Maggie O’Farrell has a new novel coming in 2026, People magazine reports.

Knopf will publish the Northern Irish author’s Land next spring. The press describes the book as “a soaring historical novel set in Ireland in the years before and after the Great Hunger.”

O’Farrell made her literary debut in 2000 with the novel After You’d Gone and followed that up with books including My Lover’s Lover, Instructions for a Heatwave, and This Must Be the Place.

In 2020, she published Hamnet, a historical novel about William Shakespeare and his wife, Anne Hathaway (called Agnes in the book), grieving the death of their 11-year-old son. The book won the National Book Critics Circle Award and the Women's Prize for Fiction, it and has been adapted into a film directed by Chloé Zhao, starring Jessie Buckley and Paul Mescal, which is scheduled to open in theaters on Wednesday.
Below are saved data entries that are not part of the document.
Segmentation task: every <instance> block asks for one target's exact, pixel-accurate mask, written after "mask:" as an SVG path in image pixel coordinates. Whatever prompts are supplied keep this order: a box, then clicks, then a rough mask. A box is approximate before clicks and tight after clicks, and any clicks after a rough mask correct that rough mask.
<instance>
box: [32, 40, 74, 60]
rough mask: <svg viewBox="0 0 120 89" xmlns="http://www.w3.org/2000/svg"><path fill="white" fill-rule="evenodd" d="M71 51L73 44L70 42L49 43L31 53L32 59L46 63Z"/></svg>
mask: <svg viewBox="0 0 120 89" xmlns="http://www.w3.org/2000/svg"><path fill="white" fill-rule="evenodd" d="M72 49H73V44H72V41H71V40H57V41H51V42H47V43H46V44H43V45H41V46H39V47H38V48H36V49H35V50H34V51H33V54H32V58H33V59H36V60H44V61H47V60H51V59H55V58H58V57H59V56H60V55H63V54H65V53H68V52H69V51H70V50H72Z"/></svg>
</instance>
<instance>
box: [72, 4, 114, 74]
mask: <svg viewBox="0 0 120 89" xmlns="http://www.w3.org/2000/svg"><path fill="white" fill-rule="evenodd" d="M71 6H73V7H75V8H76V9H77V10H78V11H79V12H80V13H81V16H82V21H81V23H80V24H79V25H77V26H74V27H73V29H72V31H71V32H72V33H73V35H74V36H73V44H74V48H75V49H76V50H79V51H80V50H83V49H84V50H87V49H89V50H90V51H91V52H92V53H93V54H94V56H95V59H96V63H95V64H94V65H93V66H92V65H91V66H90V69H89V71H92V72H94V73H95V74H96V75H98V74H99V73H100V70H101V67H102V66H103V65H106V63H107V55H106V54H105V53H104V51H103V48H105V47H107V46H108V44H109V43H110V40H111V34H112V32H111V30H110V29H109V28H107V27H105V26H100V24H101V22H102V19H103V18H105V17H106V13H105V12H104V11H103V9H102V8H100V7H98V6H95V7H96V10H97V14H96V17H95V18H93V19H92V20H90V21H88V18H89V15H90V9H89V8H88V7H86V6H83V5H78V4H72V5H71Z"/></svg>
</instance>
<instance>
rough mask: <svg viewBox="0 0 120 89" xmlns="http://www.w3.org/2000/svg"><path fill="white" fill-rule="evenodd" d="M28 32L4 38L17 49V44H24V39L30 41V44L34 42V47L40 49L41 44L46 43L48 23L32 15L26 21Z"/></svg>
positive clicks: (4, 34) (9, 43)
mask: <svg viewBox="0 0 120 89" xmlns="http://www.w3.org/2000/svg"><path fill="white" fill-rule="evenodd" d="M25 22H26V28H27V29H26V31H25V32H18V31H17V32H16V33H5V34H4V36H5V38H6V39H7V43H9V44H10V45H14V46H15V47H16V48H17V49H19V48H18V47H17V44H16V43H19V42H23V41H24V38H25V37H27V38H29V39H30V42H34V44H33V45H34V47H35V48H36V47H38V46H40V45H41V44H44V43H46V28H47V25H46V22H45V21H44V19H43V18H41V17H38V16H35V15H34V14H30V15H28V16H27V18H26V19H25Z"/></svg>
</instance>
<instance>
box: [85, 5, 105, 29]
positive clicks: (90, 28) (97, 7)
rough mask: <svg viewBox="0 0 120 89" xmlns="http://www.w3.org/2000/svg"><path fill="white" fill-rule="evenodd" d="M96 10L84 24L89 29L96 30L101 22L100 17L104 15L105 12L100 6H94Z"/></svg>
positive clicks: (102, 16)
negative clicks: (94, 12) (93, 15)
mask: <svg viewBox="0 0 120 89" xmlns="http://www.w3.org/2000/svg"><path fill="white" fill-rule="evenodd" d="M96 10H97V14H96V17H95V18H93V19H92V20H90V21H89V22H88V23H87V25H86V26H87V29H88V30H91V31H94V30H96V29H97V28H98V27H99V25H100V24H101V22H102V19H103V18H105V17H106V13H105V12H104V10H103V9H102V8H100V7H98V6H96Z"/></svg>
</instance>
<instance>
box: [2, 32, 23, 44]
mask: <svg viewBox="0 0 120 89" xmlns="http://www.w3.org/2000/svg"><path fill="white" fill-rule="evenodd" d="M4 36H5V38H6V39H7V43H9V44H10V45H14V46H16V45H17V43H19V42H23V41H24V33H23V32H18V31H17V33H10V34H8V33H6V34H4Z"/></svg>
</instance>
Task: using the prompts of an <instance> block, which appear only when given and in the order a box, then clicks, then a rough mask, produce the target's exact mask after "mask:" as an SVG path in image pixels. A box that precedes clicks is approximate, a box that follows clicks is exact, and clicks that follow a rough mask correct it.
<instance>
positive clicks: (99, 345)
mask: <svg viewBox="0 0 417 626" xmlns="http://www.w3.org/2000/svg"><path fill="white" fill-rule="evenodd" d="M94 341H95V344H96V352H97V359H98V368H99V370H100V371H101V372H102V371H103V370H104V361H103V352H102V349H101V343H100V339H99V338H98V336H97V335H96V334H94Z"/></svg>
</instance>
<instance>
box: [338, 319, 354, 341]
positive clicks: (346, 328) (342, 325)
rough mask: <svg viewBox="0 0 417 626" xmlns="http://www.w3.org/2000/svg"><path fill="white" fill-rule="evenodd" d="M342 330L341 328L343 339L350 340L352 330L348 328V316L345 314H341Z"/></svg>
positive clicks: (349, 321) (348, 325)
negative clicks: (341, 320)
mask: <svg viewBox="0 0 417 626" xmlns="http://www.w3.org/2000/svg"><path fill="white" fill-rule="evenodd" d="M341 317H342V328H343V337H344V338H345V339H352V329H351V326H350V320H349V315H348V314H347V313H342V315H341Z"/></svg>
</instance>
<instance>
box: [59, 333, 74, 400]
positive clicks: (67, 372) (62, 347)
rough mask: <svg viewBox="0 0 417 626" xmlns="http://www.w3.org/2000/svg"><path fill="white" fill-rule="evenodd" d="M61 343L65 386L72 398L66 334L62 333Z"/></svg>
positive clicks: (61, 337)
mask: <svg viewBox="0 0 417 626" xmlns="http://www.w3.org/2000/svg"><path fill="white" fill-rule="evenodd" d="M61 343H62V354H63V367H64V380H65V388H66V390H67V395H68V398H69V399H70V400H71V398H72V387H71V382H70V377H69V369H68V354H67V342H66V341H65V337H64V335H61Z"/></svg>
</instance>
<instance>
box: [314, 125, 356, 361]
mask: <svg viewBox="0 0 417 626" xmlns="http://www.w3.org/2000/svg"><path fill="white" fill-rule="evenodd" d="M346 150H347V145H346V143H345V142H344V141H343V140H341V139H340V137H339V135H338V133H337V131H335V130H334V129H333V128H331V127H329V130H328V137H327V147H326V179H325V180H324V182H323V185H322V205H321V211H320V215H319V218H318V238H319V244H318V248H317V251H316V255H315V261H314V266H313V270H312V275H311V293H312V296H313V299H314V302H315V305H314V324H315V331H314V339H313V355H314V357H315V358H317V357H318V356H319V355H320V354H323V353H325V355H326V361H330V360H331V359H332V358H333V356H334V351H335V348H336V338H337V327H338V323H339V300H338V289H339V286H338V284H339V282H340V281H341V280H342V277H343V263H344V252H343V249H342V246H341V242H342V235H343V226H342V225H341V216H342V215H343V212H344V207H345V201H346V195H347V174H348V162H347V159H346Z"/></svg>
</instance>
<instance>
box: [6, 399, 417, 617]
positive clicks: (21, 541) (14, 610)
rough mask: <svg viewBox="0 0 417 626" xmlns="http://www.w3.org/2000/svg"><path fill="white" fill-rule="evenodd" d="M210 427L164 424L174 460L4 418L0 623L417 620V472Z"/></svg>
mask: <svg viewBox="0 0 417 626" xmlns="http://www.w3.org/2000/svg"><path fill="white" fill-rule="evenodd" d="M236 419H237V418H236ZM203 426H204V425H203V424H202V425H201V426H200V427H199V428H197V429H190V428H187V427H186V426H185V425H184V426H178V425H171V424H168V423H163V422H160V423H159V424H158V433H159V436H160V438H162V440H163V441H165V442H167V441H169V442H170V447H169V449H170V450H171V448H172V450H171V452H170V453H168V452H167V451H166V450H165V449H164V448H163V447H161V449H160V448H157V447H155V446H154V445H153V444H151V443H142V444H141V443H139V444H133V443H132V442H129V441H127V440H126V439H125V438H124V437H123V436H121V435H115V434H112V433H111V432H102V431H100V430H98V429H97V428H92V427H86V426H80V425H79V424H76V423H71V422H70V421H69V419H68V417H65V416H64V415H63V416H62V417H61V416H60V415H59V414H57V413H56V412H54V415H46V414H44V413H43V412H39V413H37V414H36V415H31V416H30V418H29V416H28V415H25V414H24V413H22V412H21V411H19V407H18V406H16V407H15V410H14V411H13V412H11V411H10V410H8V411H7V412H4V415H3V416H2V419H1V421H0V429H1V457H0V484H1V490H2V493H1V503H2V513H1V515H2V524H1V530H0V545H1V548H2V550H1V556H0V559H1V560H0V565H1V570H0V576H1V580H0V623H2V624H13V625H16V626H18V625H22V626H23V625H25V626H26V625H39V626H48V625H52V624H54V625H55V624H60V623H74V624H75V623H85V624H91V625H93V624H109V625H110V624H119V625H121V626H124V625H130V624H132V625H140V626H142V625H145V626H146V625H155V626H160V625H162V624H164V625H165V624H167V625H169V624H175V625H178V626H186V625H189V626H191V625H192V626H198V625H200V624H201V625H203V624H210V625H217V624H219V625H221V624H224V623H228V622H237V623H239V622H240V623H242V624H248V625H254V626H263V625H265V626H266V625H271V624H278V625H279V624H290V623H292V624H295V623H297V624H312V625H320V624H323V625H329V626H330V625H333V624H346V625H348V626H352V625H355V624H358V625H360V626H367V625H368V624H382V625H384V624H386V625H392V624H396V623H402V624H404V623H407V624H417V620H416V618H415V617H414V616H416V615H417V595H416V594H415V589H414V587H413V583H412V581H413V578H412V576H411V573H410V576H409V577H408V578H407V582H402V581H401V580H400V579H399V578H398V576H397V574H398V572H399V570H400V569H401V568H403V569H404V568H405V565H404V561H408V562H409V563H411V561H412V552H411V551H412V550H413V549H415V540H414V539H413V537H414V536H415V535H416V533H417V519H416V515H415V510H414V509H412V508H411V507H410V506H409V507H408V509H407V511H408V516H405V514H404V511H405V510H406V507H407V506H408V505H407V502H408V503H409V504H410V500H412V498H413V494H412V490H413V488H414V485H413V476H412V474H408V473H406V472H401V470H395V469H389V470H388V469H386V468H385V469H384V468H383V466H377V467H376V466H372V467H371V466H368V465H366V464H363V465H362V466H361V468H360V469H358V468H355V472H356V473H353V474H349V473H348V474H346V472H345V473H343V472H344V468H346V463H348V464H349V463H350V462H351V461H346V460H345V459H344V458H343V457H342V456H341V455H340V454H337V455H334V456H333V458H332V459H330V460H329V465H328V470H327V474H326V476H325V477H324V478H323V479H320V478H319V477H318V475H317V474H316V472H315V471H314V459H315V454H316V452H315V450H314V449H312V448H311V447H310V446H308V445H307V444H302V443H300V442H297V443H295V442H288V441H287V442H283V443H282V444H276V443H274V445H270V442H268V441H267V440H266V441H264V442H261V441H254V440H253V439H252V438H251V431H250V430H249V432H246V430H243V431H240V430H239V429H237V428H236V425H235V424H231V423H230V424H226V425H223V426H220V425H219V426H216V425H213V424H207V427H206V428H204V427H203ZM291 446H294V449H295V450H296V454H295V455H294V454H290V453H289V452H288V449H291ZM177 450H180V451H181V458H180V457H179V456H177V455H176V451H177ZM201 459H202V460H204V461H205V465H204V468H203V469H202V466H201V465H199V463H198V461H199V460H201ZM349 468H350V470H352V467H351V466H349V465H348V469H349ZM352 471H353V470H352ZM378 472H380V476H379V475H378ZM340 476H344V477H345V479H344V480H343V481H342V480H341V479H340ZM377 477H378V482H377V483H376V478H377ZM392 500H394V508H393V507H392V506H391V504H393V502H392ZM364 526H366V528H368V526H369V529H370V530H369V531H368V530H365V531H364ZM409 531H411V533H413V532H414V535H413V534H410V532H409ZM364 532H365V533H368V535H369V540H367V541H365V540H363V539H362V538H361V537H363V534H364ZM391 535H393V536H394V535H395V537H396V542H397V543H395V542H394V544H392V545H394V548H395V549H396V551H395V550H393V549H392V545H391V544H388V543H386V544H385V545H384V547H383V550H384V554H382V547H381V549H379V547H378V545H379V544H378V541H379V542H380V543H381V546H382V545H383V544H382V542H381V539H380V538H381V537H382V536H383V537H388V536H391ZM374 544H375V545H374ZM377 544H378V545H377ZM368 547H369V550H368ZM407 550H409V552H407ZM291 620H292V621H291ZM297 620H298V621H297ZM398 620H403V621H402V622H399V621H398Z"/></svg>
Land, Knopf says, will follow Tomás and his son, Liam, who are working to create a map of Ireland around the time of the country’s Great Famine in the mid 19th century. Tomás has a frightening encounter that changes his personality, and Liam must scramble to finish the map and return home with Tomás.

Land is a novel about separation and reunion, tragedy and recovery, colonization and rebellion,” Knopf says. “As spellbinding and varied as the landscape that inspired it, Land is, above all, a story of survival, for our times, and for all time.”

Land is slated for release on June 2, 2026.

Michael Schaub is a contributing writer.